EDIT Warning in execution plan added
execution plan warning

EDIT Execution plan posted to pastebin
Execution plan

Best Answer

The first thing to look at is your indexing strategy. Bad execution plans are often caused by insufficient indexes or stale statistics. Your statistics warning might hint at that.

If that does not resolve your problem there are a few hacks that you can try:

A top operation requires SQL Server to separate query sections in the execution plan.

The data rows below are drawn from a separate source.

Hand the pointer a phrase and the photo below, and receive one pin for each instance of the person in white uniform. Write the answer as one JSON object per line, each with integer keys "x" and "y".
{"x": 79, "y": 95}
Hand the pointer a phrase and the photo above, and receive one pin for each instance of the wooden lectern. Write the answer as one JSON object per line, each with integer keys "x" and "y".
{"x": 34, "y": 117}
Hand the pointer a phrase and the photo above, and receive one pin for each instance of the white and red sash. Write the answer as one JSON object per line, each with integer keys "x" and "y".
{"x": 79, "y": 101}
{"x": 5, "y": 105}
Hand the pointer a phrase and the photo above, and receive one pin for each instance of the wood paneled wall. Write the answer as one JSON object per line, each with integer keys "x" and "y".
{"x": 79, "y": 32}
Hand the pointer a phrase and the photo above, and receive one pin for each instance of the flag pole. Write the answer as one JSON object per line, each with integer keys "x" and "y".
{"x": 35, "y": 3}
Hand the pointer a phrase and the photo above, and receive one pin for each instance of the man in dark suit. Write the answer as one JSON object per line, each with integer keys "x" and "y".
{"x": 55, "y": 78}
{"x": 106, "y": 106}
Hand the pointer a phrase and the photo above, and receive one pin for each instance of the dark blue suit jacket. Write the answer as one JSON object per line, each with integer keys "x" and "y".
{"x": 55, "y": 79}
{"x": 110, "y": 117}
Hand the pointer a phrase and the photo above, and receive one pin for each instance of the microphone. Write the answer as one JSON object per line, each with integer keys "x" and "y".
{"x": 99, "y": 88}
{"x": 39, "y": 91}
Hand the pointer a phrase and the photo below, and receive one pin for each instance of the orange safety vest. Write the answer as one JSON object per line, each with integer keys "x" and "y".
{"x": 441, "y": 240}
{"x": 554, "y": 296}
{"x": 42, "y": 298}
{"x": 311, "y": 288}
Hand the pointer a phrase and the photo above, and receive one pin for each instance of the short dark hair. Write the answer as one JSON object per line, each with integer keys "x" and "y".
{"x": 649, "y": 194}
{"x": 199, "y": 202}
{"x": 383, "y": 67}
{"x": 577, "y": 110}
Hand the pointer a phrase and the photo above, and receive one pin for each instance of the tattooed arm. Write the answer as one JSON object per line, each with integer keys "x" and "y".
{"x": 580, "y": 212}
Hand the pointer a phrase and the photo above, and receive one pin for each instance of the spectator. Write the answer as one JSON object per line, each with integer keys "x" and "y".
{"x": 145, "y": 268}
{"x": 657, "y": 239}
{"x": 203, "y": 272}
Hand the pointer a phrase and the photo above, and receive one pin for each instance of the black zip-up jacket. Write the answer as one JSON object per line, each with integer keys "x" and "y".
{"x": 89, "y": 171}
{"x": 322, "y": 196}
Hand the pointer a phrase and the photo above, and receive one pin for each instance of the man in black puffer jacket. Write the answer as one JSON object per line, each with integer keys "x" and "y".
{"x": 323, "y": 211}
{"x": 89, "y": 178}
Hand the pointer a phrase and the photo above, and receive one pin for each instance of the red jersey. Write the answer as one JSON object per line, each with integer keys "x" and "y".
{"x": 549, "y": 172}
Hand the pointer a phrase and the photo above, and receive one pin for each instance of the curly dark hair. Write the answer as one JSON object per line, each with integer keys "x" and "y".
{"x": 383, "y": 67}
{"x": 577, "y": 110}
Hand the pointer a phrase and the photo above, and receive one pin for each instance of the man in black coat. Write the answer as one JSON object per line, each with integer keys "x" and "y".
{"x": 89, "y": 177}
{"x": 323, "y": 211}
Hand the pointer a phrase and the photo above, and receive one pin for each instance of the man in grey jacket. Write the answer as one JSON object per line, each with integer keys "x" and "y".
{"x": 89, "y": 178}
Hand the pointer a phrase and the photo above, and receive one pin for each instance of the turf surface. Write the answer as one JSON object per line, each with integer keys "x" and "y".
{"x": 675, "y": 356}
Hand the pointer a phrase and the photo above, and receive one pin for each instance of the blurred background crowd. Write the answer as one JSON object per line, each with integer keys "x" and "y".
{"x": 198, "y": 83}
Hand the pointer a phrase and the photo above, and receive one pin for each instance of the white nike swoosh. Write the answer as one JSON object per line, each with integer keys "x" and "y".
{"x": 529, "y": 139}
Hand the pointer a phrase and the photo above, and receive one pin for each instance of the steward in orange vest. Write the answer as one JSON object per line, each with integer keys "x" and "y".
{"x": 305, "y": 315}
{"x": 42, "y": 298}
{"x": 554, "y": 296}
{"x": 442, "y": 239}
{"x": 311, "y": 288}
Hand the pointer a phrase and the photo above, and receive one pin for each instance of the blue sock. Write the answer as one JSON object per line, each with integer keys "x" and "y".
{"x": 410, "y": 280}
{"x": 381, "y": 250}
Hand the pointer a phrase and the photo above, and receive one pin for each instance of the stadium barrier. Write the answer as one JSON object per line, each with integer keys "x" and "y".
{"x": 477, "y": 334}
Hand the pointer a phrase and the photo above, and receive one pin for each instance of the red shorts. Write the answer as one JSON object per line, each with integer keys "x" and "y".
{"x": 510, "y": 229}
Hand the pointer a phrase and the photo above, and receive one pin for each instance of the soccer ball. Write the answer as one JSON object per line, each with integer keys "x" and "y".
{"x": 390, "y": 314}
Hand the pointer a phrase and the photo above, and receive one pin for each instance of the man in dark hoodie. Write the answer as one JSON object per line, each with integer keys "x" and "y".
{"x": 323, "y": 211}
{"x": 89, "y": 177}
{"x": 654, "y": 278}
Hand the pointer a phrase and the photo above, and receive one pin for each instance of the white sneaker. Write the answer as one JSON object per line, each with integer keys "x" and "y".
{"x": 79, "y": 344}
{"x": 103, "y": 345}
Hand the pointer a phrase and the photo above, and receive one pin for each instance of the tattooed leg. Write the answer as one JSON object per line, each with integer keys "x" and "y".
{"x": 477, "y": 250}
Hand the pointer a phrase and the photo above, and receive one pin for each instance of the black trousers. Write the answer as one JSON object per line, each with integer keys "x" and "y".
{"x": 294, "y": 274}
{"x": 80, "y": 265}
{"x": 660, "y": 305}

If you know you are always dealing with less then 2 billion rows you could write your query like this:

SELECT * FROM(
  SELECT TOP(2000000000) *
    FROM <complex join>
    WHERE ro.reportguid = '64c0a4af-ee4d-4e83-a194-2a14e8a6ab0e'
  )X
WHERE l.geom.STGeometryType() = 'Point'

An alternative is to write a scalar valued function that takes in the l.geom column and a few other columns from the other tables and returns the STGeometryType() value while ignoring all the other values. Because SQL Server does not consider the function logic at optimization time, it is forced to execute the function after the join. That does not guarantee that the other filter is executed first but often it works out that way.

The third option is to play around with join hints and join order. They often lead to a change in where filters are applied.

All three options I would consider a last resort because they make the code ugly and you run the risk that someone removes that ugliness later trying to make the code better.